Tulcingo is less restaurant than catch-all. Convenience store? Check. Bar, with jukebox and beer? Check. Place of worship, with Virgin Mary shrine? Check (albeit with little privacy for prayers and offerings). When we ordered at the counter, we weren't sure if we were even welcome to sit at the freestanding Formica tables or if they were temporarily gathered there for a meeting of some sort that hadn't yet begun. (The woman behind the counter, who also acted as waitress, saw our confusion and knowingly nodded toward the table cluster.)

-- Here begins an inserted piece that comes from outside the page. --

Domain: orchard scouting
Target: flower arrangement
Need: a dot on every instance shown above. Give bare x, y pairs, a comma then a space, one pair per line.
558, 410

We can be fussy about our Mexican food, sticking to mundane choices like pork tacos. The most adventurous we got at Tulcingo was the mamey shake, which was thick and lukewarm, allowing the distinct flavor of the mamey (it tastes like . . . mamey) to come through. (We're of the ice-cream-fountain school of milkshakes, however, so this subtlety went unappreciated -- probably not Tulcingo's fault, though.) A more thorough examination of Tulcingo's menu shows that our timidity in ordering was a mistake, or that at least we should have come on a weekend, as that's when the not-often-found goat platter is offered, along with a special mole dish and other assorted delicacies. The specials, handwritten on neon signs taped onto the front of the counter, were beyond our grasp of Spanish -- but next time we'll brush up so we can take full advantage of the unlikely breadth of Tulcingo's offerings.
Our conservatism is our loss, yes -- but what we did have was far from a write-off. The tacos at Tulcingo were seasoned lightly, letting the quality of the ingredients speak for itself. Moist chicken; spicy pork with smoldering, not blistering, heat; flavorful (free) salsa and (not free) guacamole -- in all, we found a keeper in this weird little joint.
Price: Tacos $2; nothing on the menu over $13.
Will we go again? It's cheaper than a vacation to Puebla, with many of the same offerings -- yes.